Mais, dit-on, le but du poète n’est-il pas d’exciter la pitié et la terreur ? Oui, mais d’abord en une certaine mesure ; ensuite il doit y mêler quelque autre sentiment qui tempère ceux-là ou les fasse servir à une autre fin. Si celle de l’art dramatique était seulement d’exciter au plus liant degré la pitié et la terreur, l’art serait le rival impuissant de la nature. Tous les malheurs représentés à la scène sont bien languissants devant ceux dont nous pouvons tous les jours nous donner le triste spectacle. Le premier hôpital est plus rempli de pitié et de terreur que tous les théâtres du monde. Que doit faire le poète dans la théorie que nous combattons ? Transporter à la scène la réalité le plus possible, et nous émouvoir fortement en ébranlant nos sens par la vue de douleurs affreuses. Le grand ressort du pathétique serait alors la représentation de la mort, surtout celle du dernier supplice. Tout au contraire, c’en est fait de l’art dès que la sensibilité est trop excitée. Pour reprendre un exempte que nous avons déjà employé, qui constitue la beauté d’une tempête, d’un naufrage ? qui nous attache à ces grandes scènes de la nature ? Ce n’est certes pas la pitié et la terreur : ces sentiments poignants et déchirants nous éloigneraient bien plutôt. Il faut une émotion toute différente de celles-là, et qui en triomphe, pour nous retenir sur le rivage ; cette émotion, c’est le pur sentiment du beau et du sublime, excité et entretenu par la grandeur du spectacle, par la vaste étendue de la mer, le roulis des vagues écumantes, le bruit imposant du tonnerre. Mais songeons-nous un seul instant qu’il y a là des malheureux qui soutirent et qui peut-être vont périr ? Dès là ce spectacle nous devient insupportable. Il en est ainsi de l’art : quelques sentiments qu’il se propose d’exciter en nous, ils doivent toujours être tempérés et dominés par celui du beau. Produit-il seulement la pitié ou la terreur au-delà d’une certaine limite, surtout la pitié ou la terreur physique, il révolte, il ne charme plus ; il manque l’effet qui lui appartient pour un effet étranger et vulgaire.
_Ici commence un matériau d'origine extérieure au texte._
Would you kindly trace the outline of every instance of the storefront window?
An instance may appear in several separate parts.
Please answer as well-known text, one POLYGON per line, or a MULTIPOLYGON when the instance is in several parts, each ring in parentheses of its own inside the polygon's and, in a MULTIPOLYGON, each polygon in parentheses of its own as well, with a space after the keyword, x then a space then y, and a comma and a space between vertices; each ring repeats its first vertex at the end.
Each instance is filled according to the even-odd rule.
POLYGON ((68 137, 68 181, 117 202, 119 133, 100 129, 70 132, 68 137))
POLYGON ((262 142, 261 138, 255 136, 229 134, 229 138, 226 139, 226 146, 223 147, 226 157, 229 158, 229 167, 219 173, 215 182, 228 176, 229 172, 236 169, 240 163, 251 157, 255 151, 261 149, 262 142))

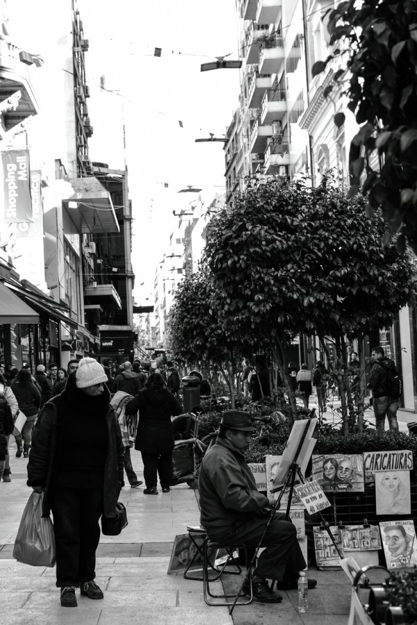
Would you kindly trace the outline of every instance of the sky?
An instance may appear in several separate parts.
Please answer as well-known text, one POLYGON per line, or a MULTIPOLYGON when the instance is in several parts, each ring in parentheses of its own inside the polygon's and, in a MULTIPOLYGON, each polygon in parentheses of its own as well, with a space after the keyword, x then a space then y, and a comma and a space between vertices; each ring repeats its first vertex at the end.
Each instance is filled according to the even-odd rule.
MULTIPOLYGON (((7 1, 11 33, 30 41, 36 47, 31 51, 49 62, 59 44, 51 1, 7 1)), ((63 10, 70 6, 70 0, 54 2, 62 3, 63 10)), ((238 58, 235 0, 78 0, 77 8, 89 41, 89 153, 111 168, 127 164, 134 295, 140 303, 151 294, 156 264, 176 225, 172 210, 193 199, 178 192, 193 185, 212 189, 214 197, 224 188, 223 144, 195 140, 209 133, 224 136, 238 105, 240 70, 200 72, 201 63, 216 56, 238 58)))
POLYGON ((239 70, 200 72, 201 63, 216 56, 238 58, 235 1, 79 0, 79 7, 90 42, 93 160, 122 165, 124 122, 139 301, 150 293, 167 251, 172 210, 193 199, 178 192, 193 185, 212 188, 214 197, 224 187, 223 144, 195 140, 223 136, 238 103, 239 70), (154 56, 156 47, 161 57, 154 56), (108 91, 98 87, 101 76, 108 91))

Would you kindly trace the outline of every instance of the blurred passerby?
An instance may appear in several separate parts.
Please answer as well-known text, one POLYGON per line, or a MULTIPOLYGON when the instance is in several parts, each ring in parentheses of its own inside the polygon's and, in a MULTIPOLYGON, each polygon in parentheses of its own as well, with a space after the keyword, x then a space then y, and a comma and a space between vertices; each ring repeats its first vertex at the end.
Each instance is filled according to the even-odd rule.
POLYGON ((77 605, 76 589, 101 599, 95 581, 101 515, 116 516, 123 481, 123 445, 107 376, 82 358, 64 391, 42 409, 28 464, 28 486, 44 490, 42 515, 54 515, 56 585, 61 606, 77 605))
POLYGON ((27 369, 20 369, 11 388, 17 400, 19 410, 22 410, 26 417, 22 430, 22 438, 23 456, 28 458, 31 449, 32 429, 40 408, 40 392, 33 384, 31 372, 27 369))
POLYGON ((136 395, 142 388, 142 384, 139 375, 132 371, 132 363, 126 360, 122 365, 122 371, 115 378, 115 381, 111 388, 112 393, 117 393, 118 390, 129 393, 129 395, 136 395))
POLYGON ((167 386, 171 392, 178 397, 179 390, 179 374, 172 360, 167 362, 167 386))
POLYGON ((158 494, 158 474, 163 492, 169 492, 172 472, 174 433, 171 417, 181 413, 181 406, 166 388, 161 374, 151 374, 145 388, 126 403, 126 415, 139 410, 135 449, 142 453, 145 494, 158 494))
MULTIPOLYGON (((4 393, 0 392, 0 481, 1 478, 3 481, 10 482, 9 479, 4 479, 4 470, 6 458, 8 457, 8 437, 13 431, 13 417, 12 410, 6 399, 4 393)), ((9 469, 10 474, 10 469, 9 469)))
MULTIPOLYGON (((0 374, 0 396, 1 395, 1 394, 4 395, 4 397, 10 408, 10 410, 12 411, 12 417, 14 422, 16 415, 19 412, 19 404, 17 403, 17 400, 15 397, 13 391, 11 390, 10 386, 6 385, 6 380, 4 378, 4 376, 0 374)), ((10 478, 12 472, 10 471, 10 456, 8 451, 9 440, 11 433, 10 433, 9 434, 6 435, 6 452, 5 458, 4 471, 3 473, 3 482, 11 482, 12 481, 12 478, 10 478)), ((15 438, 16 440, 16 444, 17 445, 17 451, 20 450, 20 453, 19 453, 19 455, 17 456, 17 453, 16 453, 16 455, 17 456, 17 458, 19 458, 22 456, 22 436, 20 434, 17 434, 15 435, 15 438)), ((0 479, 1 479, 1 476, 0 479)))
POLYGON ((297 374, 297 383, 298 390, 303 393, 302 401, 304 408, 309 408, 309 400, 313 391, 311 386, 311 372, 309 370, 309 365, 303 362, 301 369, 297 374))
POLYGON ((45 367, 43 365, 38 365, 35 374, 36 381, 40 387, 40 407, 51 399, 51 385, 47 378, 45 367))
POLYGON ((318 401, 318 412, 322 413, 326 410, 326 392, 329 372, 322 360, 318 360, 313 372, 313 385, 316 387, 318 401))
MULTIPOLYGON (((62 392, 65 388, 65 385, 67 384, 67 380, 68 379, 68 376, 70 374, 73 373, 74 371, 76 371, 78 369, 78 363, 79 361, 76 360, 70 360, 68 362, 68 368, 67 372, 65 372, 65 369, 60 369, 61 371, 65 374, 65 375, 63 376, 61 374, 60 379, 57 379, 54 384, 54 388, 52 388, 52 391, 51 392, 51 397, 56 397, 56 395, 60 395, 62 392)), ((58 369, 57 376, 58 375, 60 369, 58 369)))

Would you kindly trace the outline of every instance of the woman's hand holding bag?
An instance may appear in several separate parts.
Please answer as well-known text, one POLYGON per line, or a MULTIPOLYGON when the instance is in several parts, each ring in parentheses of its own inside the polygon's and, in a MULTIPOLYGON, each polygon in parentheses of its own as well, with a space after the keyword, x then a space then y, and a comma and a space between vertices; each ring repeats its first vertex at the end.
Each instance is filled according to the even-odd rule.
POLYGON ((54 525, 50 517, 42 516, 43 497, 43 492, 33 490, 23 511, 13 549, 15 560, 32 567, 54 567, 56 560, 54 525))

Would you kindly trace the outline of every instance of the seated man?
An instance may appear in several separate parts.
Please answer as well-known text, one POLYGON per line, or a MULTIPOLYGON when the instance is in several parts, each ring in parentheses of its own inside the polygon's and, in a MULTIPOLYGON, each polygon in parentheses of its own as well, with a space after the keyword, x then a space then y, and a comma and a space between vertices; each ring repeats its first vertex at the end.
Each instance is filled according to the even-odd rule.
MULTIPOLYGON (((199 477, 201 524, 211 540, 256 547, 265 531, 268 508, 275 500, 256 490, 243 456, 254 431, 247 412, 226 410, 216 443, 203 458, 199 477)), ((266 578, 276 580, 279 590, 297 588, 299 572, 306 567, 295 527, 284 519, 284 514, 274 515, 261 543, 266 549, 254 570, 254 597, 263 603, 282 601, 266 578)), ((309 588, 317 583, 313 579, 308 583, 309 588)), ((248 583, 243 592, 250 593, 248 583)))

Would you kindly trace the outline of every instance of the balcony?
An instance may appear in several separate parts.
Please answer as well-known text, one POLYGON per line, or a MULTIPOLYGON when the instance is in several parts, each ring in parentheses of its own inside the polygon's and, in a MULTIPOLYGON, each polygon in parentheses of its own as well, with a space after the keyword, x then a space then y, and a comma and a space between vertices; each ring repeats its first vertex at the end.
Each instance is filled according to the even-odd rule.
POLYGON ((0 35, 0 115, 3 113, 4 128, 0 127, 0 139, 6 139, 8 131, 13 136, 12 128, 38 114, 39 105, 27 67, 35 60, 3 36, 0 35))
POLYGON ((258 0, 239 0, 239 15, 243 19, 254 19, 256 17, 258 0))
POLYGON ((265 155, 263 154, 263 152, 255 152, 254 154, 251 154, 250 157, 252 172, 252 174, 254 174, 260 169, 261 167, 263 167, 265 155))
POLYGON ((84 287, 84 301, 88 305, 99 304, 104 310, 122 310, 122 300, 113 284, 93 283, 84 287))
POLYGON ((277 24, 282 13, 282 0, 258 0, 258 24, 277 24))
POLYGON ((263 152, 266 147, 268 137, 272 136, 272 126, 261 126, 259 119, 254 124, 250 131, 250 151, 263 152))
POLYGON ((288 107, 284 89, 268 90, 262 100, 261 123, 272 124, 281 120, 287 112, 288 107))
POLYGON ((267 89, 272 86, 270 76, 259 76, 258 72, 252 74, 247 91, 247 106, 249 108, 259 108, 262 98, 267 89))
POLYGON ((259 53, 260 74, 280 74, 284 69, 284 42, 276 35, 263 42, 259 53))
POLYGON ((279 173, 279 167, 290 165, 289 149, 288 138, 280 138, 279 143, 276 140, 270 143, 265 151, 265 173, 284 175, 279 173))
MULTIPOLYGON (((257 24, 252 22, 246 31, 246 35, 242 44, 246 62, 248 65, 257 63, 259 58, 259 49, 261 42, 268 36, 269 31, 257 24)), ((268 72, 261 72, 261 74, 268 74, 268 72)))

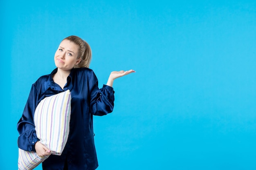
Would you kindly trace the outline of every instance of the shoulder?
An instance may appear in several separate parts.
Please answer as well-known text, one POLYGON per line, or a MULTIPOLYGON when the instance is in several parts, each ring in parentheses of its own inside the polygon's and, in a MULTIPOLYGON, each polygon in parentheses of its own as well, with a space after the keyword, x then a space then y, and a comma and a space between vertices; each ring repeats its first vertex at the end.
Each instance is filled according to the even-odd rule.
POLYGON ((87 67, 81 68, 75 68, 74 69, 74 73, 76 75, 94 75, 93 71, 90 68, 87 67))
POLYGON ((50 84, 50 74, 43 75, 40 77, 32 84, 32 87, 37 89, 38 91, 41 91, 41 90, 45 88, 45 86, 50 84), (47 83, 48 82, 48 83, 47 83))

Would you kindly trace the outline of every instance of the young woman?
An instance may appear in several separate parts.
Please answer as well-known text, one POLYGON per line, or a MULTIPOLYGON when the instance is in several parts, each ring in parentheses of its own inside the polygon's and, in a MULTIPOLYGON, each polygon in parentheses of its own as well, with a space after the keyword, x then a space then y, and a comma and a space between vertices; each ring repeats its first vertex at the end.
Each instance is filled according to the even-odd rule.
POLYGON ((36 151, 40 156, 50 155, 43 163, 43 170, 95 170, 98 166, 93 129, 93 115, 102 116, 112 112, 117 78, 135 72, 133 70, 113 71, 106 85, 99 89, 98 80, 88 68, 91 51, 80 38, 72 35, 61 43, 54 55, 57 67, 50 74, 40 77, 32 85, 17 129, 18 146, 36 151), (41 100, 69 90, 71 92, 71 114, 68 141, 61 156, 51 151, 37 138, 33 117, 41 100))

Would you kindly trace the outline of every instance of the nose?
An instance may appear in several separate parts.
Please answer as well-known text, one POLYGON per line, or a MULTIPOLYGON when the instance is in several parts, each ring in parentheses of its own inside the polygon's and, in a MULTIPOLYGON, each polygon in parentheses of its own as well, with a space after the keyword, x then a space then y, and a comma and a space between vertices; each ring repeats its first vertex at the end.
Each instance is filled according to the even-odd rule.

Par ce même motif, je ne puis accepter une autre théorie qui, confondant le sentiment du beau avec le sentiment moral et religieux, met l’art au service de la religion et de la morale, et lui donne pour but de nous rendre meilleurs et de nous élever à Dieu. Il y a ici une distinction essentielle à faire. Si toute beauté couvre une beauté morale, si l’idéal monte sans cesse vers l’infini, l’art qui exprime la beauté idéale épure l’âme en l’élevant vers l’infini, c’est-à-dire vers Dieu. L’art produit donc le perfectionnement de l’âme, mais il le produit indirectement. Le philosophe qui recherche les effets et les causes sait quel est le dernier principe du beau, et ses effets certains, bien qu’éloignés. Mais l’artiste est avant tout un artiste ; ce qui l’anime est le sentiment du beau ; ce qu’il veut faire passer dans l’âme du spectateur, c’est le même sentiment qui remplit la sienne.
Il se confie à la vertu de la beauté ; il la fortifie de toute la puissance, de tout le charme de l’idéal ; c’est à elle ensuite de faire son œuvre ; l’artiste a fait la sienne, quand il a procuré à quelques âmes d’élite le sentiment exquis de la beauté. Ce sentiment pur et désintéressé est un noble allié du sentiment moral et du sentiment religieux ; il les réveille, les entretient, les développe, mais c’est un sentiment distinct et spécial. De même, l’art, fondé sur ce sentiment, qui s’en inspire et qui le répand, est à son tour un pouvoir indépendant. Il s’associe naturellement à tout ce qui agrandit l’âme, à la morale et à la religion ; mais il ne relève que de lui-même.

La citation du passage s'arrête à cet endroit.